Liga na półmetku

Jesteśmy po pięciu kolejkach ósmego sezonu naszej ligi. Czas na pierwsze przemyślenia i podsumowania.

Do ligi przystąpiło 6 drużyn. Tym razem nie zgłosiła się żadna nowa drużyna. W zespołach nie doszło do jakichś większych, spektakularnych roszad w zestawieniach. Gramy wg znanych już od wielu lat zasad m.in. 4×8 minut. Jedyną nowością, którą wprowadziliśmy jest uhonorowanie zwycięzcy sezonu zasadniczego od razu miejscem w wielkim finale. Taki stan rzeczy musiał wyzwolić w drużynach walkę o każdą piłkę w każdym meczu.

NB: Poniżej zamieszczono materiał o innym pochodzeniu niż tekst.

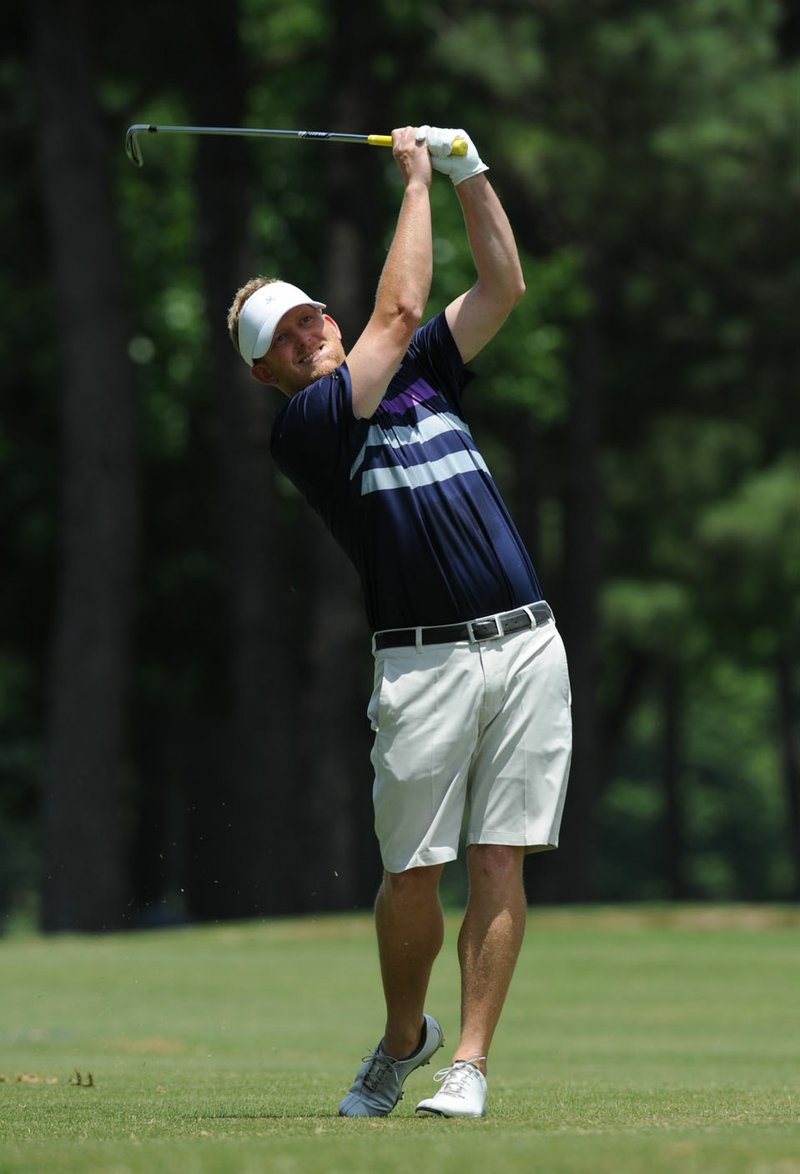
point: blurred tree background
(183, 660)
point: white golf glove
(439, 144)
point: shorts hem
(512, 842)
(423, 859)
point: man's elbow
(517, 292)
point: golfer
(471, 700)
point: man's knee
(495, 864)
(414, 883)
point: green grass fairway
(634, 1040)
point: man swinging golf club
(471, 700)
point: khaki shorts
(483, 728)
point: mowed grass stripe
(661, 1039)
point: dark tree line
(185, 663)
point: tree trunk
(674, 822)
(83, 776)
(567, 875)
(243, 849)
(788, 710)
(343, 864)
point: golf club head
(132, 147)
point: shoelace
(455, 1078)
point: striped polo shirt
(405, 493)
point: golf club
(135, 155)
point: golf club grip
(457, 147)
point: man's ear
(334, 324)
(262, 375)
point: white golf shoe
(463, 1092)
(378, 1083)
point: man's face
(307, 344)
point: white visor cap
(261, 314)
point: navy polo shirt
(407, 493)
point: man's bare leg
(489, 943)
(410, 930)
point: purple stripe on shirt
(410, 397)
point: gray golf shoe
(378, 1083)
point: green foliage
(647, 157)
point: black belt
(503, 625)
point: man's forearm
(491, 241)
(408, 270)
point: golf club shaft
(135, 154)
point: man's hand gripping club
(439, 143)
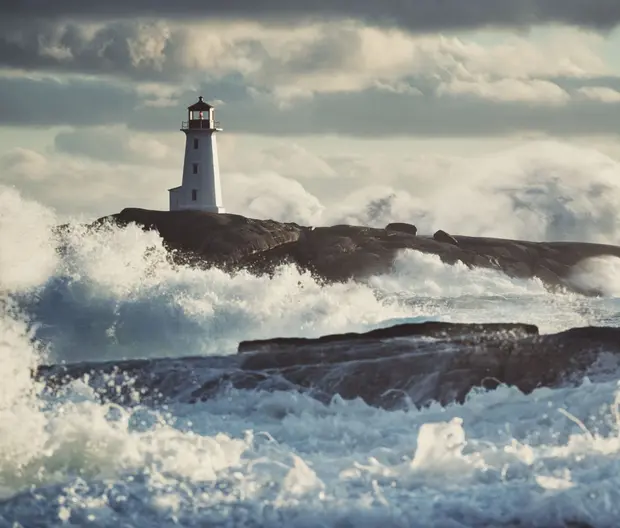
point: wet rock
(343, 252)
(445, 238)
(406, 364)
(400, 227)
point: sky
(330, 105)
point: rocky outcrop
(400, 227)
(408, 364)
(444, 238)
(343, 252)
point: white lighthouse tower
(200, 188)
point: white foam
(281, 458)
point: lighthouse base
(204, 208)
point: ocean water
(250, 458)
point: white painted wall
(207, 182)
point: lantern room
(200, 115)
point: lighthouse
(200, 188)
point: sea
(249, 458)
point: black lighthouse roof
(199, 106)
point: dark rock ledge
(343, 252)
(408, 364)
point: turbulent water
(249, 458)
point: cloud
(318, 58)
(539, 191)
(74, 186)
(116, 146)
(508, 90)
(368, 113)
(603, 94)
(416, 15)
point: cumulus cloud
(320, 57)
(603, 94)
(508, 90)
(416, 15)
(116, 146)
(74, 186)
(540, 191)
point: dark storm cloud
(415, 15)
(371, 113)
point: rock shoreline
(414, 364)
(343, 252)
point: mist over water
(284, 459)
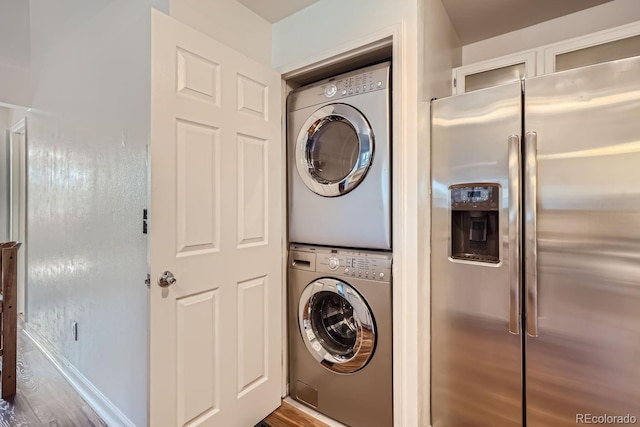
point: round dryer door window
(337, 325)
(334, 150)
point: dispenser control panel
(475, 221)
(474, 197)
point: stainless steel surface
(346, 153)
(364, 397)
(347, 346)
(475, 361)
(586, 357)
(531, 244)
(361, 217)
(495, 77)
(514, 235)
(166, 279)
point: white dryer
(339, 160)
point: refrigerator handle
(531, 249)
(514, 234)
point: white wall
(608, 15)
(87, 185)
(228, 22)
(441, 51)
(15, 82)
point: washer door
(334, 150)
(337, 326)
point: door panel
(216, 209)
(585, 357)
(476, 362)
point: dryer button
(330, 90)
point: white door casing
(216, 224)
(18, 201)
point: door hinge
(144, 221)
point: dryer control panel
(372, 265)
(369, 79)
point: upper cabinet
(609, 45)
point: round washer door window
(337, 325)
(334, 150)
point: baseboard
(109, 413)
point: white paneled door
(215, 224)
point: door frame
(19, 128)
(410, 342)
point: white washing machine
(339, 160)
(340, 325)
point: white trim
(109, 413)
(582, 42)
(527, 57)
(20, 128)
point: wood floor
(289, 416)
(43, 397)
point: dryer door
(334, 150)
(337, 325)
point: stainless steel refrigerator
(536, 251)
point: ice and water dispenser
(475, 222)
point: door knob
(166, 279)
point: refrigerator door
(584, 359)
(475, 359)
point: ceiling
(275, 10)
(481, 19)
(474, 20)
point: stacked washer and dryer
(339, 276)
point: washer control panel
(371, 265)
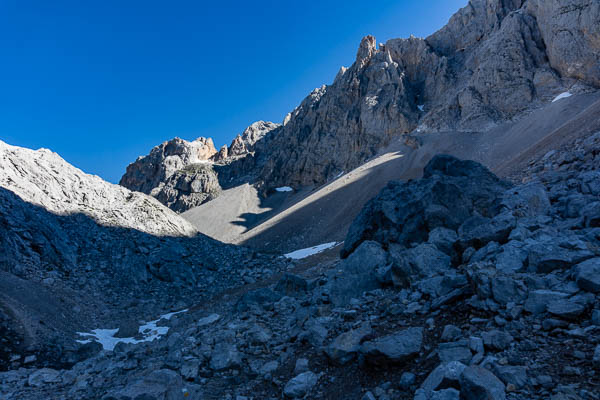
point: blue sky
(102, 82)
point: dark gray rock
(443, 239)
(547, 257)
(225, 356)
(450, 191)
(394, 348)
(127, 328)
(445, 375)
(292, 285)
(345, 347)
(565, 308)
(263, 298)
(477, 231)
(587, 275)
(451, 333)
(421, 261)
(301, 385)
(44, 376)
(455, 351)
(446, 394)
(538, 300)
(407, 379)
(509, 374)
(159, 384)
(359, 273)
(477, 383)
(527, 200)
(189, 187)
(506, 289)
(497, 340)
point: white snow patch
(106, 337)
(562, 96)
(209, 320)
(303, 253)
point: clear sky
(102, 82)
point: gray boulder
(527, 200)
(225, 356)
(358, 273)
(450, 192)
(444, 376)
(477, 383)
(538, 300)
(301, 385)
(394, 348)
(565, 308)
(497, 340)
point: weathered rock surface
(189, 187)
(450, 192)
(394, 348)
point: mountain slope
(43, 178)
(495, 61)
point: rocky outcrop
(189, 187)
(148, 173)
(181, 174)
(43, 178)
(493, 61)
(455, 307)
(449, 194)
(244, 144)
(571, 34)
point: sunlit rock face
(43, 178)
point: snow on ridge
(43, 178)
(562, 96)
(303, 253)
(150, 332)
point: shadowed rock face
(405, 213)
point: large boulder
(189, 187)
(587, 275)
(395, 348)
(450, 192)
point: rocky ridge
(78, 251)
(43, 178)
(494, 61)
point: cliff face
(494, 60)
(149, 173)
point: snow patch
(106, 337)
(562, 96)
(303, 253)
(209, 320)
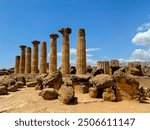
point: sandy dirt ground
(27, 100)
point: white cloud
(73, 51)
(138, 55)
(142, 38)
(141, 55)
(89, 61)
(92, 49)
(143, 27)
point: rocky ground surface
(93, 92)
(27, 100)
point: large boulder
(135, 69)
(21, 78)
(10, 82)
(93, 92)
(3, 90)
(72, 70)
(102, 81)
(88, 69)
(12, 88)
(49, 94)
(148, 92)
(39, 85)
(53, 81)
(97, 72)
(31, 84)
(127, 88)
(19, 84)
(109, 95)
(66, 94)
(80, 80)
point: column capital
(81, 32)
(22, 47)
(65, 31)
(17, 56)
(28, 49)
(35, 42)
(43, 42)
(54, 36)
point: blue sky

Po pięciu meczach mamy jedną drużynę, która nie odniosła jeszcze porażki. Jest nią Bud-Pap/Roplast/Inter-Car. Zespół, gdzie główne role odgrywają Krzysztof Kowalski oraz Przemysław Dolny dzielnie wspierany jest przez Roberta Baumgarta. W ostatniej kolejce „odpalił” Maciej Pepliński, który rzucił w ostatnim meczu aż 7 razy za 3 punkty wyrównując rekord wszechczasów. Oprócz tych graczy Bud-Pap ma sporo solidnych zadaniowców i na ten moment jest chyba najpoważniejszym kandydatem do wygrania rundy zasadniczej.
Tuż za ich plecami w tabeli uplasowała się drużyna TK-Bud/Corex. Team Krzysztofa Kułakowskiego przegrał tylko raz, właśnie z Bud-Papem. Od początku w dobrej formie jest Krzysztof Mazur, który walczy o miano najlepszego zbierającego ligi. Z kolei o miano najlepszego podającego śmiało rywalizuje Mikołaj Pamuła, mając na ten moment niecałe 7 asyst na mecz. Oprócz Peplińskiego w karty historii zapisał się również Karol Drzewiecki, który tak jak „Pepla” trafił siedmiokrotnie z dystansu w jednym meczu. TK-Bud/Corex z pewnością będzie walczył do samego końca z obecnym liderem, a my jesteśmy przekonani, że czeka nas emocji bez liku.
Trzecią pozycję okupuje DNT/Traktor Parts. Zespół ten przed sezonem wzmocnił się kilkoma graczami z Fundacji PARO – Dominikiem Stosikiem, Jakubem Sikorskim czy Michałem Kitkiewiczem. Z powodzeniem do naszej ligi powrócił Tomasz Gocek, znany z występów w zespole Nowe Basket Team. DNT w każdym meczu pokazuje, że dla wszystkich jest bardzo niewygodnym rywalem. Niemal wszystkie spotkania rozstrzygają się w końcowych minutach. Traktor Parts na pewno mocno powalczy z TK-Bud/Corex czy też ekipą z Jeżewa o jak najwyższą lokatę przed play-offami.
Ekipa z Jeżewa, czyli Celcom Olimp. Drużyna, która chyba w całej historii naszej ligi dokonała najmniej roszad w składzie nie schodzi poniżej solidnego poziomu. Trio Manikowski-Borucki-Rydwelski kolokwialnie mówiąc „ciągnie” ten wózek. Celcom zawsze cechowało szybkie i skuteczne wyprowadzanie kontrataków. Jest to ich największa zasługa. Cały czas trwa walka o miejsca w play-offach, a jeżewianie na pewno nie chcą w tej walce pozostać bierni.
Na piątej lokacie na półmetku jest Schumacher Team. W drużynie pozostało kilku graczy, którzy świętowali rok temu pierwsze miejsce z Fundacją PARO (m.in. Gerke czy Młynarz). Pomagają im zawodnicy znani z występów przede wszystkim w Kar-Becie. Jak na razie, ich gra delikatnie mówiąc nie zachwyca. Tylko jedno zwycięstwo nad Patobasketem na pewno traktowane jest poniżej ich możliwości i oczekiwań. Czy w drugiej rundzie uda się w końcu „odpalić” ? Czas pokaże, bo warunki na to z pewnością są.
Tabelę zamyka zespół Patobasketu. Najmłodsi w ligowej stawce cały czas zbierają frycowe od innych drużyn. Co jest jednak najważniejsze – widać z tego tylko same pozytywy. Co raz częściej można zauważyć podjętą walkę przez Patobasket. Jak na razie nie przyniosło to jeszcze debiutanckiego zwycięstwa, ale jesteśmy pewni, że przy takiej walce i nie odpuszczaniu rywalom nawet przy rozstrzygniętym spotkaniu, ta wiktoria w końcu przyjdzie.